The fourth issue of online literary magazine Moss is available for you to read. Contents include an interview with Elissa Washuta and a long short story by Seattle Times book critic Michael Upchurch. It's free. Go read.
Congratulations are due to Bellingham's wonderful Village Books, which has been shortlisted for Publishers Weekly's Bookstore of the Year Award. The winner will be announced in late March.
You should read this Shelf Awareness report on the results of a study of Amazon's economic impact:
In 2014, Amazon's warehouses--65 million square feet of space--employed roughly 30,000 full-time workers and 104,000 part-time and seasonal workers. But including all the jobs lost from stores whose sales Amazon supplanted, Amazon sales "produced a net loss of 135,973 retail jobs."
Matt Cunningham of Civic Economics noted, too, that in 2014 Amazon book sales were about $5.618 billion, some 11.6% of Amazon retail sales. That amount of sales represents about 3,600 "bookshop equivalents and 40,000 bookstore employees," which he called "a sobering statistic."

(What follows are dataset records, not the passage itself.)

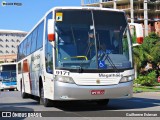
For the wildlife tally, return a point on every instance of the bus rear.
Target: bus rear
(8, 76)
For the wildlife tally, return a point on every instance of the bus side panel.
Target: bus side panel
(26, 76)
(19, 75)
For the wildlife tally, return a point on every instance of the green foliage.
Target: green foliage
(148, 51)
(153, 35)
(147, 80)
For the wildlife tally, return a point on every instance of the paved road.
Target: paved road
(12, 101)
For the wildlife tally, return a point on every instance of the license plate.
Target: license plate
(97, 92)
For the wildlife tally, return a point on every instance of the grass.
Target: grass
(146, 89)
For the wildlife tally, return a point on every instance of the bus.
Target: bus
(77, 53)
(8, 79)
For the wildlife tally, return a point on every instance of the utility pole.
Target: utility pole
(145, 18)
(132, 11)
(82, 3)
(114, 4)
(100, 4)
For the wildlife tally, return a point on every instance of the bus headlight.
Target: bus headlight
(127, 78)
(64, 79)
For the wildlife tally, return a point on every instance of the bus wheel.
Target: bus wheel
(44, 101)
(102, 102)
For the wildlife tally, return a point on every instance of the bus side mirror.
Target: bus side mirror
(50, 29)
(136, 31)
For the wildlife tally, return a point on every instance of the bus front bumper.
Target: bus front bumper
(65, 91)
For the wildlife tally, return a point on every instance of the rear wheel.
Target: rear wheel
(102, 102)
(44, 101)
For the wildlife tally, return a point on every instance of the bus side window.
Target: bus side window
(48, 50)
(34, 39)
(40, 35)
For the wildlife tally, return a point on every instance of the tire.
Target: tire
(44, 101)
(102, 102)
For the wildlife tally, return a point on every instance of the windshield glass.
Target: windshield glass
(8, 76)
(86, 39)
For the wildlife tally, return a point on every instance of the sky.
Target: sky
(24, 17)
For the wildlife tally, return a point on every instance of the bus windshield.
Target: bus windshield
(92, 39)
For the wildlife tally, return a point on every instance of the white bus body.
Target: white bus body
(62, 57)
(8, 75)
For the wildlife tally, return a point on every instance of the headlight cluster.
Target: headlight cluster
(127, 78)
(64, 79)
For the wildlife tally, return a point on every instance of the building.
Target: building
(9, 40)
(146, 12)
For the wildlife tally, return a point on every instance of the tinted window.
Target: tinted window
(34, 37)
(25, 47)
(40, 35)
(29, 44)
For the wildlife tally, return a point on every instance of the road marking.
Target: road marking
(141, 101)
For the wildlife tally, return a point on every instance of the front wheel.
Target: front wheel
(44, 101)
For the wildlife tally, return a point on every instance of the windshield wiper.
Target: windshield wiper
(106, 55)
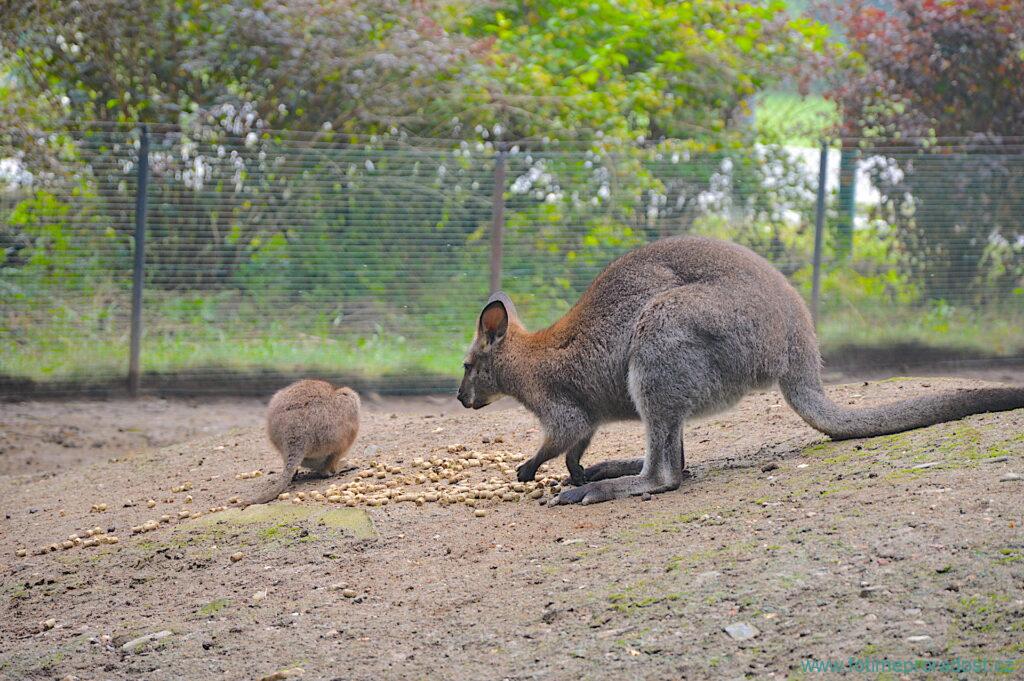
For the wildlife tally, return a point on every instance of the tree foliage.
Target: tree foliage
(937, 86)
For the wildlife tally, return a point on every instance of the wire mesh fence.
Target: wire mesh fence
(270, 254)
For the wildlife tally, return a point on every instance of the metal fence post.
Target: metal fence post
(819, 223)
(139, 268)
(498, 220)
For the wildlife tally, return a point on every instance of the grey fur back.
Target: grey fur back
(680, 328)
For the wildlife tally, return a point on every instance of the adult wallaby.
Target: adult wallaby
(311, 423)
(681, 328)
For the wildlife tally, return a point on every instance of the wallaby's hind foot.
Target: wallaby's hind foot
(620, 487)
(614, 468)
(578, 476)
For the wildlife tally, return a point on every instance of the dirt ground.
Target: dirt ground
(901, 548)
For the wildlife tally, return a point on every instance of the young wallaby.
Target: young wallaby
(681, 328)
(311, 423)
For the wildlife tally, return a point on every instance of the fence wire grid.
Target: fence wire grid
(270, 255)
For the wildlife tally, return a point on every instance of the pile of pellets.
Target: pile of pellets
(472, 478)
(464, 477)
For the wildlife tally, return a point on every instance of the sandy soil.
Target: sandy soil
(901, 547)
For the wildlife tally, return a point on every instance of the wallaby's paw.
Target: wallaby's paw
(526, 471)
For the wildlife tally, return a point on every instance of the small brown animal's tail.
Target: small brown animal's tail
(804, 393)
(272, 488)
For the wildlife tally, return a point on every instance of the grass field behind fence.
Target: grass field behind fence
(434, 345)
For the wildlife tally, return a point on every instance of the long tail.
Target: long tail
(272, 488)
(804, 393)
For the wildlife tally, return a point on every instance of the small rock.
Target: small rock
(284, 674)
(706, 578)
(131, 645)
(740, 631)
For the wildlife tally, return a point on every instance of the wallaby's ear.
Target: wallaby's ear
(494, 322)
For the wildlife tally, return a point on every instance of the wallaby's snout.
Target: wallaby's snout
(480, 382)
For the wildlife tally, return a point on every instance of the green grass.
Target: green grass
(52, 353)
(72, 342)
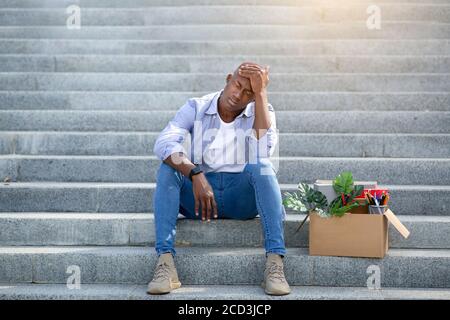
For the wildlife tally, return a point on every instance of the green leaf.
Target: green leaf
(343, 183)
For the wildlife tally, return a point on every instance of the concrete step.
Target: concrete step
(151, 3)
(212, 292)
(228, 14)
(408, 171)
(352, 30)
(287, 121)
(290, 144)
(125, 229)
(223, 266)
(138, 197)
(222, 64)
(389, 82)
(229, 47)
(301, 101)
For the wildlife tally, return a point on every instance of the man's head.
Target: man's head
(237, 92)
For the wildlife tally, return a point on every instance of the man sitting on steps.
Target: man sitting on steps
(225, 179)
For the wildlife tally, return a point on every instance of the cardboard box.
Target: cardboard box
(363, 207)
(353, 235)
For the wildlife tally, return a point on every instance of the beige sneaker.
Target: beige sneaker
(274, 281)
(165, 278)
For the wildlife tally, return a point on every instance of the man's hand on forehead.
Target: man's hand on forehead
(259, 76)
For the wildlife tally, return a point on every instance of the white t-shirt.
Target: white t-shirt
(225, 153)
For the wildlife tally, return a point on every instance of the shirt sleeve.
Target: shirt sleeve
(267, 143)
(171, 138)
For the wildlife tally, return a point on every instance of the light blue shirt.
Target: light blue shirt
(199, 119)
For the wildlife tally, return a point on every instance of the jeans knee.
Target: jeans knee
(168, 174)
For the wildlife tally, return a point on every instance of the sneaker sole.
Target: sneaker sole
(173, 286)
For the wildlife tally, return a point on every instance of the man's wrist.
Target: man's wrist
(195, 171)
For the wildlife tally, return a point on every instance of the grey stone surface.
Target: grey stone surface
(133, 265)
(359, 82)
(301, 101)
(23, 229)
(287, 121)
(289, 170)
(137, 198)
(335, 74)
(224, 15)
(290, 144)
(236, 292)
(403, 30)
(150, 3)
(417, 47)
(221, 64)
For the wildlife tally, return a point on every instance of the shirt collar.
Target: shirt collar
(213, 107)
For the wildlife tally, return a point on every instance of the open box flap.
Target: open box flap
(396, 223)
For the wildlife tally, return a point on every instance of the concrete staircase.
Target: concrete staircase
(80, 111)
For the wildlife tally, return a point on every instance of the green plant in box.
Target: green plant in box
(347, 191)
(307, 200)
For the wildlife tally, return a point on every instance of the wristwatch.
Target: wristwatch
(194, 171)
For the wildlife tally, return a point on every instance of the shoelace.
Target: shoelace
(162, 272)
(276, 272)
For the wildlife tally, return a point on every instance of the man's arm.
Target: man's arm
(168, 148)
(259, 79)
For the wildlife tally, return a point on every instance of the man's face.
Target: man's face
(237, 93)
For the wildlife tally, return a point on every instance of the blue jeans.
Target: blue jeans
(238, 196)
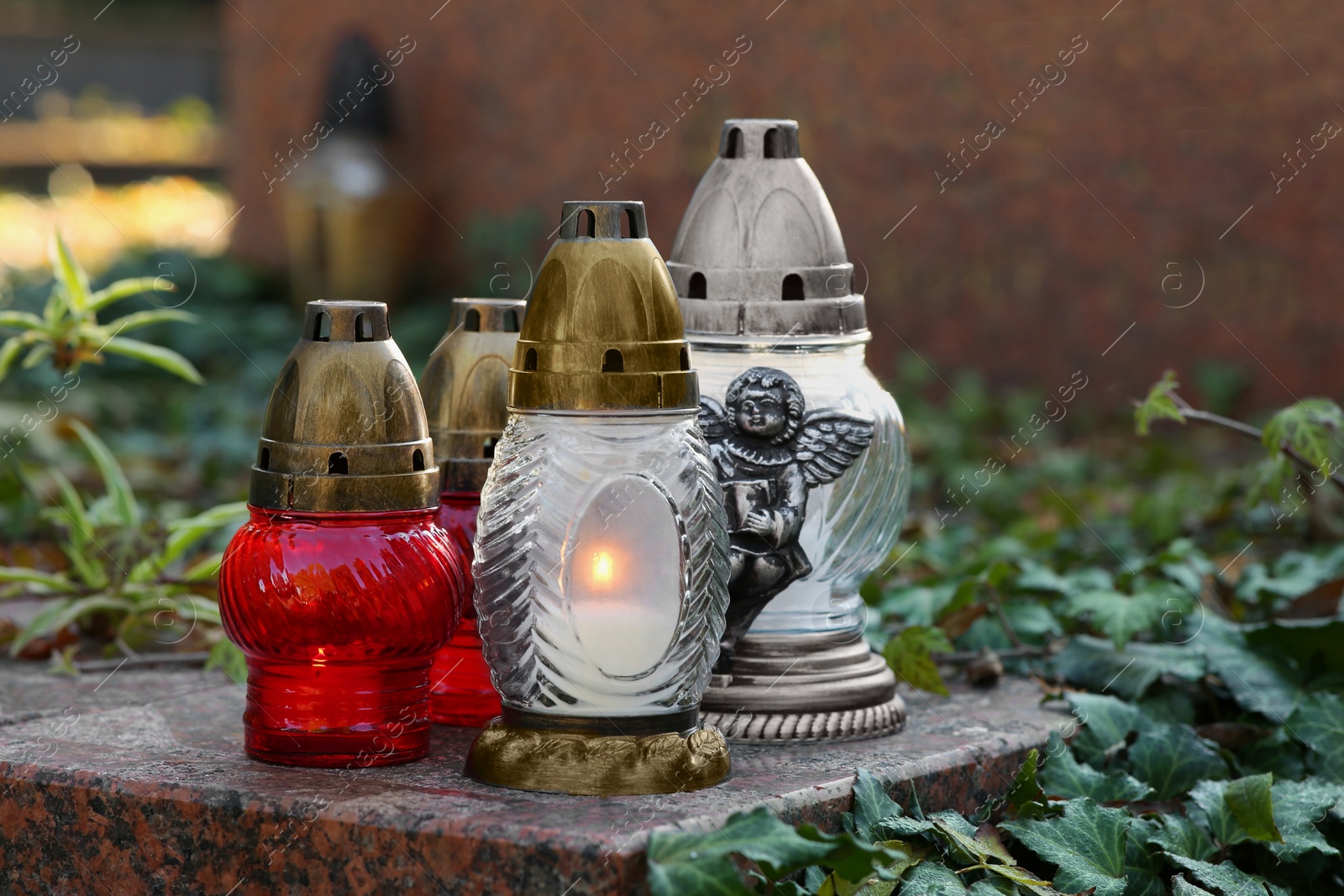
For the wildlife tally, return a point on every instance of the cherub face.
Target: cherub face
(761, 412)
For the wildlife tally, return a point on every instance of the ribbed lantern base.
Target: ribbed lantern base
(810, 688)
(591, 765)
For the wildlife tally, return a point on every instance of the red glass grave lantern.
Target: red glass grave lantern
(343, 584)
(465, 389)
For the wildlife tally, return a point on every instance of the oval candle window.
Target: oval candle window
(624, 577)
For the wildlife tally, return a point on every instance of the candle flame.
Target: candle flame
(604, 570)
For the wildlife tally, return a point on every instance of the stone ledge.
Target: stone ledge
(136, 783)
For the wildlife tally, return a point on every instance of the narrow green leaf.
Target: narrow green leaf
(20, 320)
(127, 288)
(147, 318)
(10, 354)
(118, 488)
(1159, 405)
(51, 580)
(69, 273)
(39, 625)
(156, 355)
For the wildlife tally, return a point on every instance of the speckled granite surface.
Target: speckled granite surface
(136, 783)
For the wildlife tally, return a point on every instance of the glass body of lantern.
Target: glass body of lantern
(460, 681)
(851, 524)
(339, 616)
(601, 566)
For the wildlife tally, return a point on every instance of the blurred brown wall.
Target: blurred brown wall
(1168, 123)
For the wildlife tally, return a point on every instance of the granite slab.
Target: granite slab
(134, 783)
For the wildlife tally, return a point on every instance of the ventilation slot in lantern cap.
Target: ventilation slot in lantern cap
(602, 221)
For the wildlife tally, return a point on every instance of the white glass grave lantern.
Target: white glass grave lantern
(601, 553)
(810, 449)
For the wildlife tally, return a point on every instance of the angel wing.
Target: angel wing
(828, 443)
(714, 421)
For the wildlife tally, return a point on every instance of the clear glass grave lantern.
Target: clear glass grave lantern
(343, 584)
(465, 389)
(601, 553)
(810, 449)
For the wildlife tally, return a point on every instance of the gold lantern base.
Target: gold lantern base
(588, 763)
(799, 689)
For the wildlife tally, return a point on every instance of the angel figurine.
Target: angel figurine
(768, 452)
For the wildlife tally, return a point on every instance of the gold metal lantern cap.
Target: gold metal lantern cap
(604, 331)
(465, 387)
(344, 430)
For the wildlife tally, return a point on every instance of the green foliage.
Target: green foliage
(69, 332)
(1308, 429)
(909, 658)
(1159, 405)
(139, 584)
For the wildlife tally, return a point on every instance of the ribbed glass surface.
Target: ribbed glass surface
(601, 563)
(853, 523)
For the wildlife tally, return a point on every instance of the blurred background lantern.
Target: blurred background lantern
(465, 389)
(810, 449)
(349, 219)
(601, 553)
(342, 586)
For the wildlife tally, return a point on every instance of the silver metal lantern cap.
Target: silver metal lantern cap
(759, 253)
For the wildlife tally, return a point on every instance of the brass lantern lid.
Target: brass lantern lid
(344, 429)
(465, 387)
(602, 331)
(759, 253)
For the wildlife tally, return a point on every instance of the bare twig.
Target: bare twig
(1003, 617)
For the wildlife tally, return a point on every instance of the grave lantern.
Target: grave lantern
(465, 389)
(810, 449)
(342, 586)
(601, 553)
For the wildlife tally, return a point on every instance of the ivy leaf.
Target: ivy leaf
(1159, 405)
(699, 862)
(1173, 759)
(932, 879)
(1095, 664)
(1253, 805)
(1214, 812)
(1086, 842)
(1258, 683)
(1299, 805)
(907, 654)
(980, 844)
(1119, 616)
(1319, 723)
(1305, 427)
(871, 804)
(1226, 878)
(1025, 797)
(1106, 723)
(1062, 775)
(1142, 867)
(1182, 836)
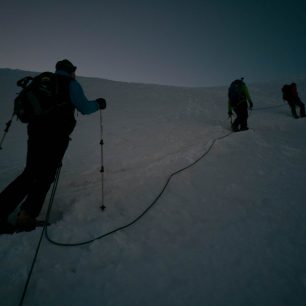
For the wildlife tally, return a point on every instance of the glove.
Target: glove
(101, 102)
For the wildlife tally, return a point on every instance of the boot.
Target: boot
(6, 228)
(25, 222)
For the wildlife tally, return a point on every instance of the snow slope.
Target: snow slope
(228, 231)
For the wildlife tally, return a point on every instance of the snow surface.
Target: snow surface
(228, 231)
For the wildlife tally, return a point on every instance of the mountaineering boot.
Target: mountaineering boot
(245, 128)
(6, 228)
(25, 222)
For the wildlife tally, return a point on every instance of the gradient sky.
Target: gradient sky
(191, 43)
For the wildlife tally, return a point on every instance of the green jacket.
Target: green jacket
(247, 96)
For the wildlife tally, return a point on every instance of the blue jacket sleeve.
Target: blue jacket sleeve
(79, 100)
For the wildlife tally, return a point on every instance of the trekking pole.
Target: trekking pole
(8, 124)
(102, 166)
(44, 231)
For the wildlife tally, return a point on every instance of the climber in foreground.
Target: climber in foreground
(50, 120)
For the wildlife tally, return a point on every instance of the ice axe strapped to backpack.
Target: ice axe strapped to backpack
(37, 97)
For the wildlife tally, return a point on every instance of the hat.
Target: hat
(65, 65)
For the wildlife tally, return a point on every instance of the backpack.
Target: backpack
(37, 97)
(235, 92)
(287, 92)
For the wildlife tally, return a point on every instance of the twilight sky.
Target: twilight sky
(191, 43)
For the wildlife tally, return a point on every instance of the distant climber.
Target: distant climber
(290, 94)
(238, 101)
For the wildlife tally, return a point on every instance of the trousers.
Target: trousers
(44, 156)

The results of the Diversity Baseline Survey, investigating diversity in publishing, has been released. You should go read all the results, but in short the publishing industry is overwhelmingly straight, white, and female, though predictably the executive level is much closer to an even male-female split.
With that in mind, please enjoy this story about a girl who was "sick of reading about white boys and dogs" and so started the #1000BlackGirlBooks hashtag.
Scientists have named a new type of leech after author Amy Tan. When she heard of the honor, Tan was delighted.